L’adoration s’interrompt chaque Samedi soir à 18H00 (avant la messe)

L’adoration ne sera pas assurée en continue pendant les vacances (se renseigner auprès des responsables ou à l’accueil).

L’accès (entrée et sortie)  à l’oratoire Jean Paul II se fait par la porte latérale de l’oratoire. Celle qui donne directement dans le jardin.

 

1) Pour les adorateurs entre 8H00 du matin et 20H00 du lundi au samedi

Cela concerne les adorateurs inscrits sur ces créneaux horaires. les adorateurs occasionnels. les adorateurs de passage. Tout le monde…

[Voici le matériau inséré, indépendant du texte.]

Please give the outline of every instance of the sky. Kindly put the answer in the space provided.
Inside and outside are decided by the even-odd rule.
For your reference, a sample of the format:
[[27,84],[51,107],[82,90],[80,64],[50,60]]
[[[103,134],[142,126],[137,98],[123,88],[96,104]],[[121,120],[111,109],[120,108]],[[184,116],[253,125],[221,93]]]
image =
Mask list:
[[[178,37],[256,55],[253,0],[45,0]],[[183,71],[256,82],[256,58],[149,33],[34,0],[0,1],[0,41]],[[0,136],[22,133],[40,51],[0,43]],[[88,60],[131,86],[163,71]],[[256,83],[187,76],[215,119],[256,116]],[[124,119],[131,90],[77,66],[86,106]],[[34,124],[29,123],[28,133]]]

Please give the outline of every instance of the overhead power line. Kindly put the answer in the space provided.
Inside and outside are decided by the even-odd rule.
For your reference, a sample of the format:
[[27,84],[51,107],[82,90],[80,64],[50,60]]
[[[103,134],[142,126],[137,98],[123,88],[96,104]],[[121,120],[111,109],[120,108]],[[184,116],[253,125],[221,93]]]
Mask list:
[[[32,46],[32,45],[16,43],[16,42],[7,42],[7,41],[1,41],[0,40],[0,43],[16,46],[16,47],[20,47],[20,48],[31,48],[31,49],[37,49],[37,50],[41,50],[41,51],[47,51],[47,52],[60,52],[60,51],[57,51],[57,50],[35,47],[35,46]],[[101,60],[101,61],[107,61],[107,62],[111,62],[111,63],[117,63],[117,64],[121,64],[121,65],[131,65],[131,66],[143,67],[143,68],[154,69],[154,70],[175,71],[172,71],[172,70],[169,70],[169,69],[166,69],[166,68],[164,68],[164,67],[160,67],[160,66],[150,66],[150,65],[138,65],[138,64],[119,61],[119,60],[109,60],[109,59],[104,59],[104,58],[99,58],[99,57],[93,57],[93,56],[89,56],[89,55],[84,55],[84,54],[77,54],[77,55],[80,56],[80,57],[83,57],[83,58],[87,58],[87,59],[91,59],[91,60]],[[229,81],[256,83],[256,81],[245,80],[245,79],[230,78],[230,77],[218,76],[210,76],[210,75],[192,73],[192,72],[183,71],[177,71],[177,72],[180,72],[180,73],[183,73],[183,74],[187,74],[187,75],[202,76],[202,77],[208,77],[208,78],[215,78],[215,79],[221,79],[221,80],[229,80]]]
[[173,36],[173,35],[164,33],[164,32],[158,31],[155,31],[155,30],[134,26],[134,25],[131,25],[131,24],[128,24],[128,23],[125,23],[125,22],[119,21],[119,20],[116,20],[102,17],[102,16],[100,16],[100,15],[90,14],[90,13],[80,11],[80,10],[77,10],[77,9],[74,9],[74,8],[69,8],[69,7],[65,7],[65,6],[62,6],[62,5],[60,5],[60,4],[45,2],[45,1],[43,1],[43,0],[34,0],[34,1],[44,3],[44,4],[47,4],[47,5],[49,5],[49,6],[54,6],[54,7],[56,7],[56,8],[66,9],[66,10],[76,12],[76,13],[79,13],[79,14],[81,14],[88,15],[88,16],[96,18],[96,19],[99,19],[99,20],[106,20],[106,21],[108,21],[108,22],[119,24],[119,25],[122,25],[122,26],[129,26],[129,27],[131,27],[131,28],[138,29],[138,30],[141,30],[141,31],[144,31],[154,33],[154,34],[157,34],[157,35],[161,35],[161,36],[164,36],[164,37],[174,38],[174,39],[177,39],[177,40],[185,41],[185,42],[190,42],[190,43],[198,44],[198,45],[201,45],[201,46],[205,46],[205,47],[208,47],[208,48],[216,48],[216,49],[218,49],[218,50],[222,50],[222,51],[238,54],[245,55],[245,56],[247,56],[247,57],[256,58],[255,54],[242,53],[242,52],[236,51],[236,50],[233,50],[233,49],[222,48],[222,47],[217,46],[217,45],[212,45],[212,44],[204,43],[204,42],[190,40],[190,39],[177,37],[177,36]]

pas de code d’accès, entrée libre.

2)    Pour les adorateurs de nuit: de 20H00 à 8H00 du matin.

Cela concerne uniquement les adorateurs inscrits sur ces créneaux horaires.  Ce sera l’accès de nuit.

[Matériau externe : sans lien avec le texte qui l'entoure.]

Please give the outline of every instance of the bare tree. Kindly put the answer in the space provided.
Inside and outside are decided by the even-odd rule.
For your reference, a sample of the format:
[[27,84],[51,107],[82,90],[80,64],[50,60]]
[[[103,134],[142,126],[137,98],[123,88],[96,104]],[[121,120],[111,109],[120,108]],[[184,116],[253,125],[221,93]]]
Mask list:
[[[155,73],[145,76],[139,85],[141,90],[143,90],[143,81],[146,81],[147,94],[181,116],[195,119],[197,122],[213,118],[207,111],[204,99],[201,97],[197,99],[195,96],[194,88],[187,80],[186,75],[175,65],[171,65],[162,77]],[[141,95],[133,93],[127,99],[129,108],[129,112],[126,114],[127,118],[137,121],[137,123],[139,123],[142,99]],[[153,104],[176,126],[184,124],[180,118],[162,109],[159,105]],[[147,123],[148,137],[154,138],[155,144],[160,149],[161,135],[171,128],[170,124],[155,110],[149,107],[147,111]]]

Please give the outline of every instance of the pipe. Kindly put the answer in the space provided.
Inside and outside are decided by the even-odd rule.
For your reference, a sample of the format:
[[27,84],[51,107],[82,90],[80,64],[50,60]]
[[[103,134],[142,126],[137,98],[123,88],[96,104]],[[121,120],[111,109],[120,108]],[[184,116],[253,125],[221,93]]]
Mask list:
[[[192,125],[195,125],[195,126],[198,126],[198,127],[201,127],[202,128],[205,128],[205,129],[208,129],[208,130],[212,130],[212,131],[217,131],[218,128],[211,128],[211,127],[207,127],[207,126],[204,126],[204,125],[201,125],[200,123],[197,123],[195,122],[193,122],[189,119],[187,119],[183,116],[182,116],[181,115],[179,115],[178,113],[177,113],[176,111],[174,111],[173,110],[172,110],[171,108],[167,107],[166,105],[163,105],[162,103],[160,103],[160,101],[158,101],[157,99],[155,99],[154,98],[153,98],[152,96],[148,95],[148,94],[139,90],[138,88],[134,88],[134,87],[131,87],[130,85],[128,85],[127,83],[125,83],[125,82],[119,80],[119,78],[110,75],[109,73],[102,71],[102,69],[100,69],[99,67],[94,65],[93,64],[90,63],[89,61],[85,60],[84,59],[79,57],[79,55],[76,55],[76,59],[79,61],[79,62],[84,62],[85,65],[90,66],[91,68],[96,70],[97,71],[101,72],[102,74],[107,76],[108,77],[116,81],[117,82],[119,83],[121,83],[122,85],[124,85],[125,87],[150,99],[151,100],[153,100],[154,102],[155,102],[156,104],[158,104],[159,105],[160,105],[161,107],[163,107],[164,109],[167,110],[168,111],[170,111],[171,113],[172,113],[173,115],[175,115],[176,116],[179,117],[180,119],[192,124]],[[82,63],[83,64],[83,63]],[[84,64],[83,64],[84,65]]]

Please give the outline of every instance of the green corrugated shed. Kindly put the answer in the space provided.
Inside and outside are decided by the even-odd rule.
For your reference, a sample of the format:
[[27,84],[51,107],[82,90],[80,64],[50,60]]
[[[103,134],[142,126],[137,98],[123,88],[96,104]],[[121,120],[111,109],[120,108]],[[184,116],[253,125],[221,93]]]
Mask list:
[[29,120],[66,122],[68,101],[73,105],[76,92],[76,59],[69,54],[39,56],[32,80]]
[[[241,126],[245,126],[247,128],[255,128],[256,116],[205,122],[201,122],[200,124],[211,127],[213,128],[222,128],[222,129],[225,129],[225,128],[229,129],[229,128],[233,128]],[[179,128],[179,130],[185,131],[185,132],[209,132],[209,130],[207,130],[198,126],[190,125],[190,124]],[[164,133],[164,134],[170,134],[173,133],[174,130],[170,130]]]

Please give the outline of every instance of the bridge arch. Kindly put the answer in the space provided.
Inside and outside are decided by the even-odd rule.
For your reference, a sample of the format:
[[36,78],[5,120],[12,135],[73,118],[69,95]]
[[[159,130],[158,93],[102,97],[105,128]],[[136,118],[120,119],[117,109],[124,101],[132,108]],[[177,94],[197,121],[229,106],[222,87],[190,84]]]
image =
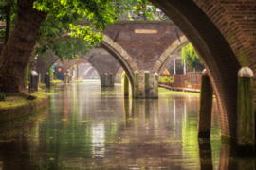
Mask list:
[[[92,73],[95,71],[96,69],[94,67],[88,68],[83,74],[82,76],[84,76],[85,79],[89,79]],[[99,72],[98,72],[99,74]]]
[[104,40],[101,42],[101,46],[108,51],[120,63],[121,67],[128,76],[134,92],[134,72],[138,71],[137,63],[130,55],[117,42],[115,42],[107,35],[104,35]]
[[[54,42],[62,42],[65,40],[71,40],[69,34],[63,34],[63,39],[57,38]],[[103,41],[101,42],[101,47],[109,52],[122,66],[125,73],[128,76],[129,81],[131,83],[132,92],[134,92],[134,72],[138,71],[137,63],[130,57],[130,55],[117,42],[115,42],[110,37],[107,35],[103,36]],[[98,72],[99,73],[99,72]]]
[[232,2],[150,1],[175,23],[194,46],[209,70],[216,94],[222,136],[236,139],[237,73],[241,66],[248,66],[254,72],[256,67],[255,49],[252,47],[255,45],[250,45],[248,40],[251,39],[247,39],[246,33],[239,26],[246,24],[233,18],[238,13],[229,11]]

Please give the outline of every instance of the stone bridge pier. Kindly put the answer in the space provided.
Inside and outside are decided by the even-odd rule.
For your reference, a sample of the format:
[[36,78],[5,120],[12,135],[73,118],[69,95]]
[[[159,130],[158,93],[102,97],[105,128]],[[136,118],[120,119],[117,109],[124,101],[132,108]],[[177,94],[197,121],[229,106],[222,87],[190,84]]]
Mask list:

Pour ouvrir cette porte, comme pour ouvrir la grille d’accès au jardin,  il sera nécessaire d’avoir un code. Les personnes habilitées à communiquer les codes sont , en plus des prêtres, les responsables de l’adoration, responsables d’équipes et responsables de division. Important: ces codes ne doivent être communiqués qu’aux adorateurs concernés et à personne d’autre. 

3) Signature des registres.

Chaque adorateur inscrit , ou son remplaçant, doit signer avec son nom lisible le registre.

Il peut signer le registre dés son arrivée.

4) Etoles.

Deux étoles blanches sont disposées sur la table de l’entrée. Nous proposons à l’adorateur en charge de l’heure (celui qui signe le registre ou son remplaçant) de mettre l’étole sur ses épaules. Il signifie ainsi aux autres adorateurs qu’il est présent pendant toute l’heure. Cela permet aux adorateurs de passage, s’ils quittent l’oratoire avant l’heure, d’être certains qu’un adorateur reste devant le Saint Sacrement.
En quittant l’oratoire, l’adorateur signataire, après avoir aperçu son successeur (revêtu de la deuxième étole), remet la sienne sur la table de signature. Et cela permet aux remplaçants occasionnels, qui ne connaissent pas la personne de l’heure suivante, de s’assurer de son arrivée. A partir du moment où un signataire a revêtu une étole, il n’est pas nécessaire qu’un deuxième le fasse (sinon le relais avec l’heure suivante ne pourrait plus être visuellement assuré).